Friday, January 12, 2007

Wristy business

The relatively sudden onslaught of medical care I've been dealing with for the past six weeks has had some interesting side effects. (Figuratively, anyway. The actual medical side effects have been thankfully few.) That I've had more doctor's appointments in the past month-and-a-half than I'd had in the 10 years prior has enabled me to learn some noteworthy things about my body.

For example, I know that my blood pressure is generally some three-digit number followed by some two-digit number. For years, whenever people would recount their blood pressure scores as evidence of something (growing old? eating too many Doritos?), I'd nod knowingly, as though I actually could tell the difference between the numbers in a blood pressure reading and the numbers in a tire size.

And I've had a variety of entertaining tests that have all, for some reason, involved the consumption of unpleasant liquids followed by attempts to make humorous banter with the medical staff in various departments at Froedtert Memorial Lutheran Hospital (Jamie the CT Scan Technologist was much more receptive than the folks doing the colonoscopy, though in fairness, I may have been less funny under sedation. Or perhaps I was more funny, but the medication wiped out my memory of the witty reparteé.)

But the most remarkable finding to come out of six weeks of medical care is the discovery that I have uncommonly small wrists.

You see, Sue, my P.A. (who's essentially managing my life at this point), thought that between the condition I'm dealing with, the various medications I'm on, and the fact that I'm allergic to X-ray contrast solution (the major discovery from my CT scan), I really ought to have some kind of ID tag, in case a piano falls on me as I get off the bus in the morning ("Caution: Allergic to falling pianos").

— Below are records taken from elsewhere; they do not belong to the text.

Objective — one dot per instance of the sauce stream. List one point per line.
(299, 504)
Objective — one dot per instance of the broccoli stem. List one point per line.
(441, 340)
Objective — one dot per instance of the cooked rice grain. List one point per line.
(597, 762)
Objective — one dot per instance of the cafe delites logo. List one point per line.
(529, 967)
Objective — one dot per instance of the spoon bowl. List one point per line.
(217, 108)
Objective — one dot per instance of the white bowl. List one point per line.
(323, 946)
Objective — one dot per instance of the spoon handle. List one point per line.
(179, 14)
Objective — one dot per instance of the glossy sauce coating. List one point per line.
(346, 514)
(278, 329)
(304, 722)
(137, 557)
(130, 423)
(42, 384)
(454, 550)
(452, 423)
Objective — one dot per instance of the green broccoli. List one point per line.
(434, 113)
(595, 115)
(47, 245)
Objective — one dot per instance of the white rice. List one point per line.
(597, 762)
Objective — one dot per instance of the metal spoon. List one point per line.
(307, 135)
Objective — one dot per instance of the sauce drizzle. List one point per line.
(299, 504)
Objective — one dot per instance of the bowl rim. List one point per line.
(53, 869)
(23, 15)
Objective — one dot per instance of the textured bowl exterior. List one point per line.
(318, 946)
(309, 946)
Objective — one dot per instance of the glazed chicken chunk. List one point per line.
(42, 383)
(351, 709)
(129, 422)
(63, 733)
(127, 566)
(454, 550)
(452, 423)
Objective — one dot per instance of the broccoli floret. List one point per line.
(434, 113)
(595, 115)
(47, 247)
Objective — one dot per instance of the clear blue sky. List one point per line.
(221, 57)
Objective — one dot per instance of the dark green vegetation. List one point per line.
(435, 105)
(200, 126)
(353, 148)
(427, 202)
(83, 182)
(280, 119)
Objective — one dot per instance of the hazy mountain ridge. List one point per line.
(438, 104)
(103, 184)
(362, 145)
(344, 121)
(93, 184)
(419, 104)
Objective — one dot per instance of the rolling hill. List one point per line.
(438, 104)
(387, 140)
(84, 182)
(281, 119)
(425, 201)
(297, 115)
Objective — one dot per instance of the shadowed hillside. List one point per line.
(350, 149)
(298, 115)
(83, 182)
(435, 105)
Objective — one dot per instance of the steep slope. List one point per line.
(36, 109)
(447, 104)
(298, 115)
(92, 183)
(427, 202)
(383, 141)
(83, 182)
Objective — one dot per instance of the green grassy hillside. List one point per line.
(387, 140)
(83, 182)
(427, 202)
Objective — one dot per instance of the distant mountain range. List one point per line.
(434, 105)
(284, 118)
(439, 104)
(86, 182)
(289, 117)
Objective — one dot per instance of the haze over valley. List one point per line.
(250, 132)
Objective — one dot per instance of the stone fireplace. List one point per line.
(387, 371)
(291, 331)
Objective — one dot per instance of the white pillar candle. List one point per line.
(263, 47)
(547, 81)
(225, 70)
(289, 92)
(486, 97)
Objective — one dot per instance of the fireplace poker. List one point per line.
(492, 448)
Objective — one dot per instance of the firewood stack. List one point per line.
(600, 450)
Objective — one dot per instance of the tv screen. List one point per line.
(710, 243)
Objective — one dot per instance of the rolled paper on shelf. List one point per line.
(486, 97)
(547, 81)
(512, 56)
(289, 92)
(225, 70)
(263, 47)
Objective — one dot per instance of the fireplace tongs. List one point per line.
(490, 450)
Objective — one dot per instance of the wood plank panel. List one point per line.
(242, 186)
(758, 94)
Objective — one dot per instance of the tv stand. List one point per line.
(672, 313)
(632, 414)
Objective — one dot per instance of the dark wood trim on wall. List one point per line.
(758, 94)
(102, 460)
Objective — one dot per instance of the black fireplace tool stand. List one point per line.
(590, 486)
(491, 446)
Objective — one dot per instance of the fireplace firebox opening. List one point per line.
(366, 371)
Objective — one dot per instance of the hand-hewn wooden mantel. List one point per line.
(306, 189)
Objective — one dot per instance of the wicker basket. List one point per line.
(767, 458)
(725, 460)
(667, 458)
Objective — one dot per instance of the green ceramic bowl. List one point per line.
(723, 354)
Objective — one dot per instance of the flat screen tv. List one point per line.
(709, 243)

She suggested a dog tag - not a GI-style dog tag, but a real, live brass tag you'd buy for Fido, provided you use the 1940s as your guide for naming pets.

"They're, like, 5 dollars," she said, "and you can get them in the shape of a fire hydrant, which would be a real conversation starter." I like Sue.

But I had the feeling the fire hydrant tag wouldn't be too much use, because alll the lettering would have been worn off within about four days, since I would have played with it incessantly. (Plus, my coworkers would have killed me after about 20 minutes of constant clanking, which would have negated the need for the tag.) Plus, I hate wearing necklaces.

The other option was a bracelet. I like wearing bracelets even less than I like wearing necklaces, inasmuch guys wearing them tend to look like minor characters named "Louie" in mobster movies.

But I found a place that carried a medical tag that looks like, basically, a velcro watch band. Hopefully, if an ambulance crew ever has to deal with me, someone will be curious what time it is. When it came time to order it, I looked at my wrist and decided it probably fit in the "small" category. My watch bands have always been cinched up to the last hole, or stretched to the end of the velcro strip, but it never dawned on me that my wrists were that small.

The band came in the mail the other day. It was just as advertised, so no one's going to cast me in "Godfather IV". It came in a small, Ziploc-style bag. On it, a sticker:

Small: Ages 3-9

I'm looking forward to wearing my daughter's hand-me-downs in a few months.